А потом как-то попал на выставку детского творчества. Она гудела, бурлила и плескалась, как разбуженный солнцем апрельский поток. Маленькие художники и зрители стайками бродили по залам, толпились возле рисунков и гомонили, гомонили…
А двое долго ходили вдоль стен, обегали глазенками лист за листом. Погрустнели и пошли к выходу. Тот, что искал свои рисунки и все повторял: «Здесь нет. А может, там, дальше?» — теперь плелся сзади, опустив голову. Печально повисла в его руке шапка, и волочились тесемки по полу…
Когда я уходил с выставки, мне тоже было немножко грустно. Как будто и я не нашел чего-то своего. Весь день не покидало меня это чувство.
Ночью была полная луна.

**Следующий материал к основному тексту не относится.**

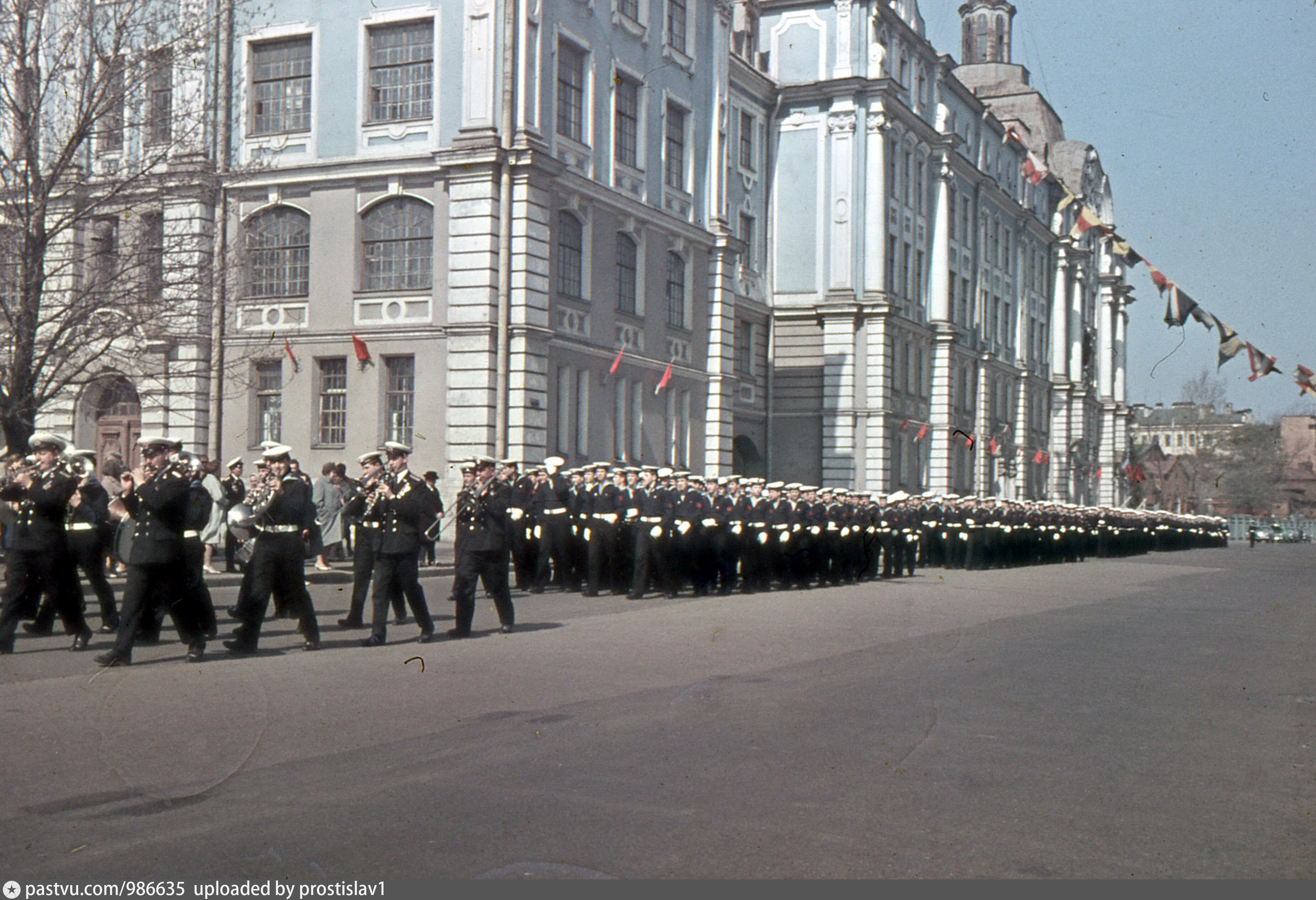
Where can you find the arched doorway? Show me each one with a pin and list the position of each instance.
(116, 419)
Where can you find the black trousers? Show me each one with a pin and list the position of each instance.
(155, 586)
(490, 568)
(397, 575)
(28, 575)
(277, 569)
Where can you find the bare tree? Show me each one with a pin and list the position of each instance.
(1206, 390)
(106, 182)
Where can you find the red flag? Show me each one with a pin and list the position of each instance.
(1260, 362)
(287, 349)
(362, 353)
(662, 382)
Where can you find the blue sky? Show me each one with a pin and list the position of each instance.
(1206, 121)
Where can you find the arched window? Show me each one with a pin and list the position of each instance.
(570, 253)
(676, 290)
(627, 261)
(278, 252)
(398, 243)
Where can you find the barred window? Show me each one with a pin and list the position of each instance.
(269, 401)
(676, 290)
(570, 253)
(160, 90)
(398, 243)
(674, 172)
(278, 249)
(627, 121)
(677, 26)
(627, 262)
(281, 86)
(333, 401)
(570, 91)
(402, 71)
(400, 398)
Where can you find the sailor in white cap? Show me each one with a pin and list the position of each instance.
(39, 560)
(407, 507)
(282, 515)
(158, 497)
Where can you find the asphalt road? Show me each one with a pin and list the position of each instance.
(1152, 717)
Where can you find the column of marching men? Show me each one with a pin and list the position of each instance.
(602, 530)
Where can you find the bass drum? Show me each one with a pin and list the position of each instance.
(124, 540)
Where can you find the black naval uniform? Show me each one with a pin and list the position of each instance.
(277, 566)
(39, 558)
(482, 554)
(404, 516)
(157, 570)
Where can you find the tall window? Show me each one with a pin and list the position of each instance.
(398, 240)
(747, 142)
(676, 290)
(160, 94)
(153, 254)
(269, 401)
(278, 249)
(399, 398)
(112, 120)
(402, 71)
(751, 246)
(674, 170)
(570, 91)
(677, 26)
(627, 256)
(744, 348)
(333, 401)
(627, 121)
(570, 252)
(281, 86)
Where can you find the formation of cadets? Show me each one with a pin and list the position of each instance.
(603, 530)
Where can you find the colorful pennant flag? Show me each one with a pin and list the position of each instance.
(662, 382)
(362, 353)
(1261, 364)
(1178, 306)
(1231, 345)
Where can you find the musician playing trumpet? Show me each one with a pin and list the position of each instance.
(39, 557)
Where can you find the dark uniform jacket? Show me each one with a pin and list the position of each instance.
(41, 512)
(160, 512)
(407, 515)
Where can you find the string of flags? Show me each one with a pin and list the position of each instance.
(1180, 307)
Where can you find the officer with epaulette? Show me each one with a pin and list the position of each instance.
(157, 497)
(365, 508)
(482, 523)
(282, 515)
(39, 558)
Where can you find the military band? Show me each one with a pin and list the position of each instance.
(600, 530)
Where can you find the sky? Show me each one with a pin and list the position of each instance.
(1205, 116)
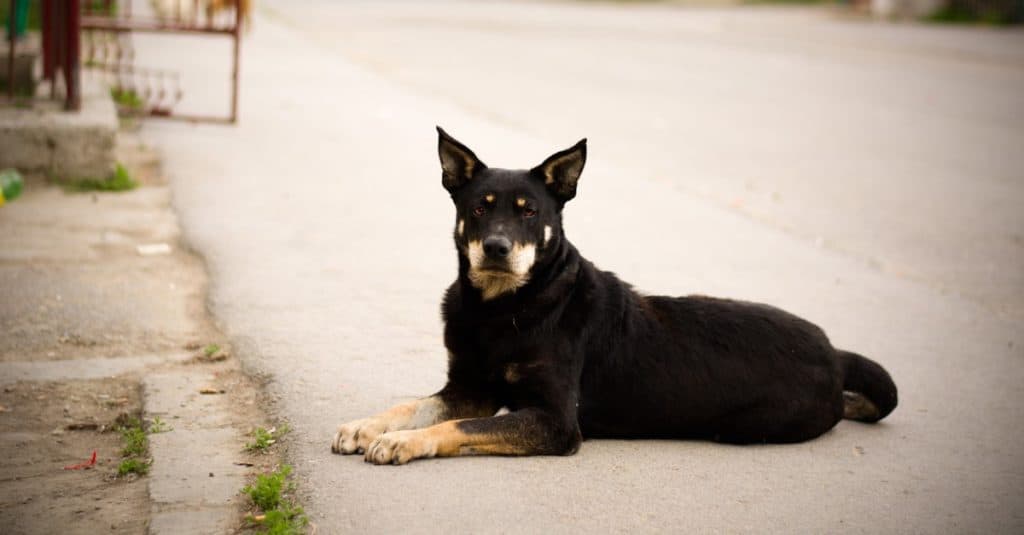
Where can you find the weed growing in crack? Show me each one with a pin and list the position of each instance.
(263, 439)
(270, 493)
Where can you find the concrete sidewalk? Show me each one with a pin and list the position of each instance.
(96, 335)
(328, 236)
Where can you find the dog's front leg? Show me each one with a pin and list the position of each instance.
(527, 431)
(355, 436)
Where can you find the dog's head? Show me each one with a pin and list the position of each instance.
(507, 221)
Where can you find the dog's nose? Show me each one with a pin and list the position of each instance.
(497, 247)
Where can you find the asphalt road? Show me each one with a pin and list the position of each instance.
(866, 176)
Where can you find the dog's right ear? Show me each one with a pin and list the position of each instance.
(459, 164)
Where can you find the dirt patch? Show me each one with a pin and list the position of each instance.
(46, 426)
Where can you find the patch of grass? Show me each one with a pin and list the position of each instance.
(289, 521)
(133, 465)
(127, 98)
(135, 446)
(263, 439)
(158, 425)
(270, 494)
(267, 492)
(121, 180)
(134, 442)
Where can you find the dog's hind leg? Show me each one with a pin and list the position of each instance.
(528, 431)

На белой стене плясали, раскачивались тени листьев. За окном шуршали, поскрипывали по стеклу сухие ветви.
Надоедает мне долгая жизнь в городе. Не люблю современные типовые дома из серого кирпича. Иногда так не хочется заходить во двор, в окружение этих одноликих, понурых домов…
А тут я почувствовал себя не в каменной коробке, а в деревне, в отцовской избе. И чудилось мне, что в стекло стучится продрогшая черемуха, скрипит у ворот на ветру ветхий шест со скворешней-дуплянкой.
Казалось, подними я голову — и увижу над окном наклеенный на картон пожелтевший рисунок. Он, наверное, и вправду еще висит там, в деревне. Хотя краски на нем потускнели и весь он покоробился, он и теперь очень дорог мне.